Les jeunes en service civique volontaire vont-ils venir pallier - à moindres frais - la pénurie de professionnels sanitaires et sociaux ? C'est en tout cas la crainte de plusieurs organisations au lendemain de l'adoption, le 4 février, de la proposition de loi sénatoriale sur le service civique par l'Assemblée nationale (1). Cette dernière - qui doit encore être examinée en deuxième lecture au Sénat - prévoit que les jeunes volontaires de 16 à 25 ans pourront effectuer pendant 6 à 12 mois une mission d'intérêt général au sein d'une association, d'une collectivité locale, d'une organisation non gouvernementale (ONG), tant en France qu'à l'étranger.

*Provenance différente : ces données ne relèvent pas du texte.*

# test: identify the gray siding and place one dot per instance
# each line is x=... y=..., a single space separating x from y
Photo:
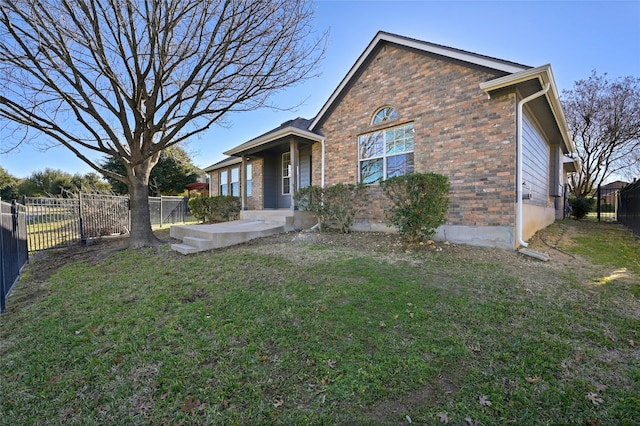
x=535 y=164
x=272 y=163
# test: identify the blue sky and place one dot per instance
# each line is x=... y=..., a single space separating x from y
x=575 y=37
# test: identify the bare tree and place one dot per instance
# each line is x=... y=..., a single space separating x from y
x=604 y=121
x=130 y=78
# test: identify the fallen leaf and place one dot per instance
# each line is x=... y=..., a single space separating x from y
x=600 y=387
x=533 y=380
x=18 y=376
x=594 y=398
x=189 y=405
x=53 y=380
x=444 y=418
x=484 y=401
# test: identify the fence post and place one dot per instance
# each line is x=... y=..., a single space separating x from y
x=2 y=275
x=80 y=219
x=598 y=205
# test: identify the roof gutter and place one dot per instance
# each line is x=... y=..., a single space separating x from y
x=519 y=182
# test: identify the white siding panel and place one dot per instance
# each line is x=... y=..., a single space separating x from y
x=535 y=164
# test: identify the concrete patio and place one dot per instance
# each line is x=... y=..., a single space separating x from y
x=252 y=224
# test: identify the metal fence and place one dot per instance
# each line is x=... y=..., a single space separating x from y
x=629 y=208
x=167 y=210
x=607 y=203
x=59 y=222
x=13 y=246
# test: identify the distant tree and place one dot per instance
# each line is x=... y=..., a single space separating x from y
x=90 y=183
x=8 y=185
x=604 y=121
x=128 y=79
x=51 y=182
x=168 y=177
x=46 y=183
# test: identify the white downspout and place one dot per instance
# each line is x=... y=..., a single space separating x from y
x=322 y=166
x=314 y=227
x=519 y=161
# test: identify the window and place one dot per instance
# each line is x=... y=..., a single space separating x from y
x=386 y=153
x=286 y=173
x=235 y=181
x=249 y=179
x=384 y=114
x=224 y=183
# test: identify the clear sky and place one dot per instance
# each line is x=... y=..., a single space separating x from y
x=575 y=37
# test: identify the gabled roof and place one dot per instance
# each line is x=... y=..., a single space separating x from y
x=223 y=163
x=296 y=127
x=530 y=81
x=502 y=66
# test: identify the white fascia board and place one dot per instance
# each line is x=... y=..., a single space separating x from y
x=221 y=165
x=544 y=75
x=269 y=137
x=418 y=45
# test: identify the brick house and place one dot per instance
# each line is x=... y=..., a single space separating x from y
x=413 y=106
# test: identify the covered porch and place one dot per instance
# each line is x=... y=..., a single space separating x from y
x=266 y=172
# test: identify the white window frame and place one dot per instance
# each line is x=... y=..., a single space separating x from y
x=224 y=182
x=234 y=174
x=249 y=179
x=286 y=173
x=386 y=148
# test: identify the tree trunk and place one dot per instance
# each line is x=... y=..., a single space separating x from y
x=141 y=234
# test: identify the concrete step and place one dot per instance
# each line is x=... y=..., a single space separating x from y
x=185 y=248
x=199 y=242
x=206 y=237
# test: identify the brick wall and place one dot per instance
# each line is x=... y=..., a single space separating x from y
x=256 y=200
x=459 y=132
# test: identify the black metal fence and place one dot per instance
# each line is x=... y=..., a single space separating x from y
x=59 y=222
x=167 y=210
x=607 y=204
x=13 y=246
x=629 y=209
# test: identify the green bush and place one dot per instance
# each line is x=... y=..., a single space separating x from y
x=581 y=206
x=420 y=203
x=333 y=206
x=607 y=208
x=220 y=208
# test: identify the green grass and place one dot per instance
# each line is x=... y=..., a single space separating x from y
x=240 y=336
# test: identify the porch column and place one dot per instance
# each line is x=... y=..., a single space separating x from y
x=293 y=148
x=243 y=183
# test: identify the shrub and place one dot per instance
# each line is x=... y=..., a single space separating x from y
x=420 y=203
x=580 y=206
x=220 y=208
x=333 y=206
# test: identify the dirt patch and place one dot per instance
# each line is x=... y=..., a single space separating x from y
x=389 y=247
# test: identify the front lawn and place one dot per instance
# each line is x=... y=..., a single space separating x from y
x=303 y=329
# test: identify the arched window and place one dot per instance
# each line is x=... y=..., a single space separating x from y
x=384 y=114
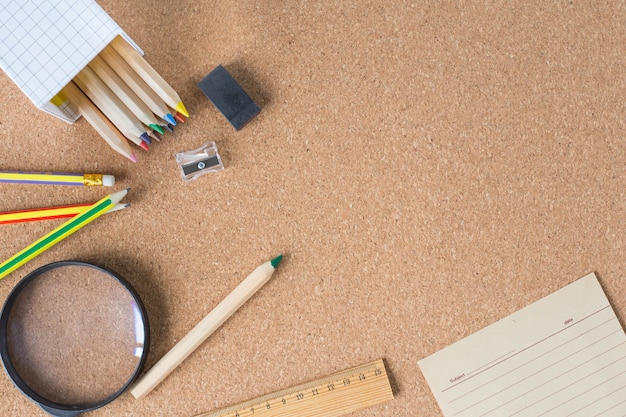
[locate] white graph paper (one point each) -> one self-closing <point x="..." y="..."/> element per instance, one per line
<point x="45" y="43"/>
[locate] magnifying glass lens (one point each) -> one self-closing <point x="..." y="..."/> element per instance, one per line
<point x="75" y="335"/>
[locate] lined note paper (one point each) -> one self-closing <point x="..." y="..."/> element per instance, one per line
<point x="564" y="355"/>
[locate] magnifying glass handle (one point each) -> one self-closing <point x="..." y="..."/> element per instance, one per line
<point x="61" y="413"/>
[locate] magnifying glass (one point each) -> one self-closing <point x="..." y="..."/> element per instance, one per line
<point x="73" y="337"/>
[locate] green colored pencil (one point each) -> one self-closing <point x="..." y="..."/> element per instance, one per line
<point x="87" y="216"/>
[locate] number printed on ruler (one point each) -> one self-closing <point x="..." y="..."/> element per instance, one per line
<point x="332" y="396"/>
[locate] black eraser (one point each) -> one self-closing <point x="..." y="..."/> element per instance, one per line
<point x="229" y="98"/>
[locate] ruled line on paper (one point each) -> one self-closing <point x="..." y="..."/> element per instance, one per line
<point x="543" y="354"/>
<point x="570" y="351"/>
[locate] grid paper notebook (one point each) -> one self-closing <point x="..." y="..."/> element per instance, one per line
<point x="45" y="43"/>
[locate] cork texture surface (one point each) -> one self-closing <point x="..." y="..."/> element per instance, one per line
<point x="426" y="169"/>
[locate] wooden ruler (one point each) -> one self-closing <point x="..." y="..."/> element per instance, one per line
<point x="331" y="396"/>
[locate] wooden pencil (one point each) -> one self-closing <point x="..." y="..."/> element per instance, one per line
<point x="124" y="93"/>
<point x="211" y="322"/>
<point x="111" y="106"/>
<point x="149" y="74"/>
<point x="137" y="84"/>
<point x="98" y="121"/>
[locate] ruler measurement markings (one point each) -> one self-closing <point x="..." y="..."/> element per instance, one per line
<point x="336" y="394"/>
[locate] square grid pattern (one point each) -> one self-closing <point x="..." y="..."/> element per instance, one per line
<point x="44" y="43"/>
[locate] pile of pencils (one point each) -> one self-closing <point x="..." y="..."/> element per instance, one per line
<point x="124" y="98"/>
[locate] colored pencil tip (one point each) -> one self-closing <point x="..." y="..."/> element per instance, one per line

Le 2 février, Martin Hirsch, Haut Commissaire aux solidarités actives, évoquait la possibilité pour les jeunes en service civique d'aller dans les établissements scolaires pour parler de sexualité aux élèves (2). Or, aujourd'hui, ce sont les infirmiers, les médecins et les assistants sociaux de l'Education nationale qui assurent ce type d'interventions, mais ils sont en nombre insuffisant. D'où la colère du Syndicat national des assistants sociaux de l'Education nationale (Snasen)-UNSA, qui estime que seuls les professionnels, « ayant une parfaite connaissance de la problématique adolescente » peuvent aborder l'éducation à la sexualité, à condition d'augmenter les effectifs. « Là serait la vraie réponse en termes d'efficacité et la preuve d'une réelle volonté ministérielle d'éradiquer ces problèmes. »

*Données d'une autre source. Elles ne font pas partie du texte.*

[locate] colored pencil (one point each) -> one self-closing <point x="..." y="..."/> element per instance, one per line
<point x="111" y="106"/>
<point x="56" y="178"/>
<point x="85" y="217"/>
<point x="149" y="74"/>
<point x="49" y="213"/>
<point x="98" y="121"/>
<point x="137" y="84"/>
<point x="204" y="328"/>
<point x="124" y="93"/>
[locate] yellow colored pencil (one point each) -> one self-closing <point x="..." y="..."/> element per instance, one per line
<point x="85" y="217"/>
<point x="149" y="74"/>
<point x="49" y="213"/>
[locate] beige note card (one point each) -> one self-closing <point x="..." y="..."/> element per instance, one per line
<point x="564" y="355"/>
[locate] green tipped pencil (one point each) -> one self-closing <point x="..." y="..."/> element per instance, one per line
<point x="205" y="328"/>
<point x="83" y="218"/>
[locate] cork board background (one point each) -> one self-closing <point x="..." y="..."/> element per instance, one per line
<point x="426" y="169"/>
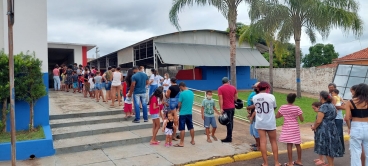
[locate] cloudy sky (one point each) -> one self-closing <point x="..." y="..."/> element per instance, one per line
<point x="115" y="24"/>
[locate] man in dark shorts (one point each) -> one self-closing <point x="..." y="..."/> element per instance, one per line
<point x="186" y="100"/>
<point x="227" y="97"/>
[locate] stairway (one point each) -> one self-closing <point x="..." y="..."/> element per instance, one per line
<point x="97" y="130"/>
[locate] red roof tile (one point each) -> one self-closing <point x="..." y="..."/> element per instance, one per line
<point x="362" y="54"/>
<point x="332" y="65"/>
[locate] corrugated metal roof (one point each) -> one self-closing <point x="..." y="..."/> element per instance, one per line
<point x="208" y="55"/>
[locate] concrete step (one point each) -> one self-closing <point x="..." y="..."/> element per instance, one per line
<point x="99" y="128"/>
<point x="93" y="142"/>
<point x="78" y="121"/>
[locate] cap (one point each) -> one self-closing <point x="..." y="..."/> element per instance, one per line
<point x="225" y="80"/>
<point x="255" y="85"/>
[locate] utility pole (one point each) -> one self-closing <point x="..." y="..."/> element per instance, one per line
<point x="11" y="78"/>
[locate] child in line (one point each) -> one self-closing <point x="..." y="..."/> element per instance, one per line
<point x="62" y="82"/>
<point x="315" y="107"/>
<point x="290" y="133"/>
<point x="208" y="109"/>
<point x="155" y="114"/>
<point x="75" y="81"/>
<point x="168" y="127"/>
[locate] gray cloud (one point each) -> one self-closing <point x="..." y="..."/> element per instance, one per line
<point x="113" y="25"/>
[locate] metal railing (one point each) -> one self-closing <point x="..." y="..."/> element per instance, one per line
<point x="199" y="95"/>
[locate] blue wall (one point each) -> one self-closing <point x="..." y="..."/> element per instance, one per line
<point x="212" y="77"/>
<point x="39" y="148"/>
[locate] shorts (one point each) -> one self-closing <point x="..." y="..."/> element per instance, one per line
<point x="75" y="85"/>
<point x="108" y="85"/>
<point x="98" y="86"/>
<point x="173" y="103"/>
<point x="185" y="120"/>
<point x="210" y="121"/>
<point x="155" y="116"/>
<point x="253" y="130"/>
<point x="168" y="131"/>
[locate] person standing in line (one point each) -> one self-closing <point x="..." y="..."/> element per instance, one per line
<point x="138" y="86"/>
<point x="173" y="94"/>
<point x="167" y="83"/>
<point x="357" y="112"/>
<point x="108" y="78"/>
<point x="117" y="77"/>
<point x="290" y="133"/>
<point x="227" y="96"/>
<point x="327" y="141"/>
<point x="265" y="105"/>
<point x="98" y="87"/>
<point x="186" y="100"/>
<point x="56" y="77"/>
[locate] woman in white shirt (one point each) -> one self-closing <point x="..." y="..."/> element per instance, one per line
<point x="117" y="77"/>
<point x="265" y="105"/>
<point x="154" y="81"/>
<point x="167" y="82"/>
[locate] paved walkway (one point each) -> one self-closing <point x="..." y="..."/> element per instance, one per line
<point x="308" y="156"/>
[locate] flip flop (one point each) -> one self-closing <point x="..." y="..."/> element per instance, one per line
<point x="294" y="163"/>
<point x="178" y="146"/>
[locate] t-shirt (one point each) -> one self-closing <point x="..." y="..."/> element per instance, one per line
<point x="152" y="101"/>
<point x="156" y="79"/>
<point x="208" y="107"/>
<point x="75" y="78"/>
<point x="174" y="90"/>
<point x="186" y="99"/>
<point x="140" y="79"/>
<point x="98" y="79"/>
<point x="228" y="92"/>
<point x="265" y="105"/>
<point x="56" y="72"/>
<point x="167" y="81"/>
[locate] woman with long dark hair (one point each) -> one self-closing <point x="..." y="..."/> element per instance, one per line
<point x="357" y="111"/>
<point x="326" y="138"/>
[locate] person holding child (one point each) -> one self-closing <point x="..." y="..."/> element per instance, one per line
<point x="290" y="133"/>
<point x="207" y="110"/>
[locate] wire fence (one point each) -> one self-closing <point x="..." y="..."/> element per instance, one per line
<point x="199" y="95"/>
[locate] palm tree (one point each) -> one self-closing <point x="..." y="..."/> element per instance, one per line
<point x="310" y="15"/>
<point x="228" y="8"/>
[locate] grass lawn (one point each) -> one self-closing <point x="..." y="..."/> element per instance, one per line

La tentation de voir utiliser les jeunes en service civique dans des secteurs où les moyens sont insuffisants est en tout cas bien présente. Benoist Apparu, secrétaire d'Etat au logement, avait déjà annoncé en novembre dernier que 2 000 jeunes devraient être affectés à des missions de premier accueil et d'urgence auprès des sans-abri. Ce qui avait été très mal accueilli par les associations, qui soulignaient, au contraire, la nécessité de professionnaliser le secteur (3). Les risques de confusion entre les volontaires et les salariés ont d'ailleurs été pointés par l'inspection générale des affaires sociales, qui a proposé un référentiel afin d'éviter les chevauchements (4).

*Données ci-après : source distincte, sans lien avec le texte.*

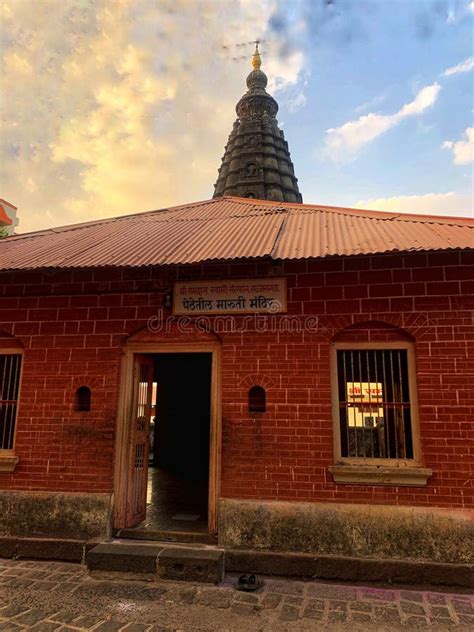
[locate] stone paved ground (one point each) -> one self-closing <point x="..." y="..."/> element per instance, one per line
<point x="46" y="596"/>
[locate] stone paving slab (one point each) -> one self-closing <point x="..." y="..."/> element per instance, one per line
<point x="61" y="597"/>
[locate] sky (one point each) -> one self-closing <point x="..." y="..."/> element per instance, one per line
<point x="112" y="107"/>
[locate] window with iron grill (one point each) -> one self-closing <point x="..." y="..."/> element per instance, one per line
<point x="10" y="367"/>
<point x="375" y="415"/>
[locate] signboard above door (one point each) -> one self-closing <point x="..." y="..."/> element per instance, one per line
<point x="236" y="296"/>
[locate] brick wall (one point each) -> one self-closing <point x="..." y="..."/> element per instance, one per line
<point x="74" y="323"/>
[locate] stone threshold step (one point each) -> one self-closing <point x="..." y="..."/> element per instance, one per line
<point x="165" y="536"/>
<point x="152" y="561"/>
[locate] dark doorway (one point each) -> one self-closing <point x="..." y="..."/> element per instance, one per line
<point x="178" y="473"/>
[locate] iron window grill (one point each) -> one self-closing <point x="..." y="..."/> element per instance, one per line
<point x="375" y="414"/>
<point x="10" y="368"/>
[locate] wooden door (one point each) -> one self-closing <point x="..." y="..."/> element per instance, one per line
<point x="143" y="369"/>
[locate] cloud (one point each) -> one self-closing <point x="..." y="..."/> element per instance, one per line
<point x="371" y="103"/>
<point x="456" y="204"/>
<point x="344" y="141"/>
<point x="120" y="106"/>
<point x="463" y="150"/>
<point x="297" y="102"/>
<point x="465" y="66"/>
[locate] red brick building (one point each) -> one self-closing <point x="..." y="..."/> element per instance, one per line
<point x="305" y="372"/>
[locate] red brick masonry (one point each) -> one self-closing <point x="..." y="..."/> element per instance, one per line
<point x="74" y="323"/>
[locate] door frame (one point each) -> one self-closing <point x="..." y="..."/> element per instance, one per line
<point x="124" y="418"/>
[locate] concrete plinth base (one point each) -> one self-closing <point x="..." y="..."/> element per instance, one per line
<point x="61" y="515"/>
<point x="362" y="531"/>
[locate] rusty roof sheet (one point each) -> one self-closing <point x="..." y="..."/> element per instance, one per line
<point x="232" y="228"/>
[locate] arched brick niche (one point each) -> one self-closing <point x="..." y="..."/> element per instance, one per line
<point x="372" y="331"/>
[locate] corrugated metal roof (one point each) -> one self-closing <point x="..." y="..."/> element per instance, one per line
<point x="232" y="228"/>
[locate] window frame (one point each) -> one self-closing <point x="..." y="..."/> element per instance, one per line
<point x="8" y="458"/>
<point x="412" y="390"/>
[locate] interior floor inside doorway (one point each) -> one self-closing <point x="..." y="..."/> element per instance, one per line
<point x="174" y="504"/>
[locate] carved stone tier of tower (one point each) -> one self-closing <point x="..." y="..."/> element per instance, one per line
<point x="256" y="162"/>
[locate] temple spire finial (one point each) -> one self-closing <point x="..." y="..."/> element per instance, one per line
<point x="256" y="59"/>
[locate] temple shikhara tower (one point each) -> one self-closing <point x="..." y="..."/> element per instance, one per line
<point x="257" y="162"/>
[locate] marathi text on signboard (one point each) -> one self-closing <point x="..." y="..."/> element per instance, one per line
<point x="245" y="296"/>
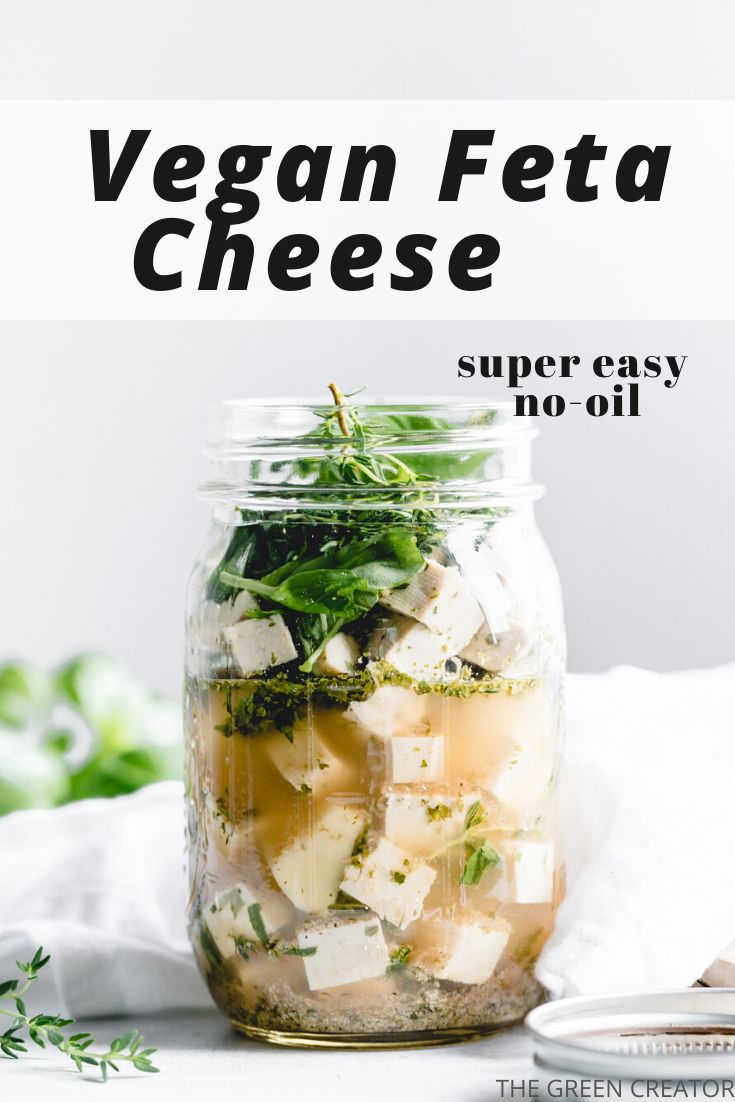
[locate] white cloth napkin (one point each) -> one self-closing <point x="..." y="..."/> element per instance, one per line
<point x="649" y="824"/>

Autre critique formulée par le Cnajep (Comité pour les relations nationales et internationales de associations de jeunesse et d'éducation populaire), la mise en oeuvre du service civique fait disparaître le volontariat associatif créé en 2006. « Sur le plan symbolique, nous regrettons cette disparition alors qu'aucune évaluation n'en a été faite. Il s'agissait pourtant d'un dispositif dédié au monde associatif, créé avec et pour les associations », explique Benoît Mychak, son délégué général. Et si la proposition de loi prévoit que le service civique peut prendre la forme d'un « volontariat de service civique » d'une durée de 6 à 24 mois, cela n'est réservé qu'aux personnes de plus de 25 ans, regrette-t-il.
(2) Cette annonce fait suite au rapport de l'IGAS sur les politiques de prévention des grossesses non désirées et de la prise en charge des IVG - Voir ASH n° 2645 du 5-02-10, p. 18.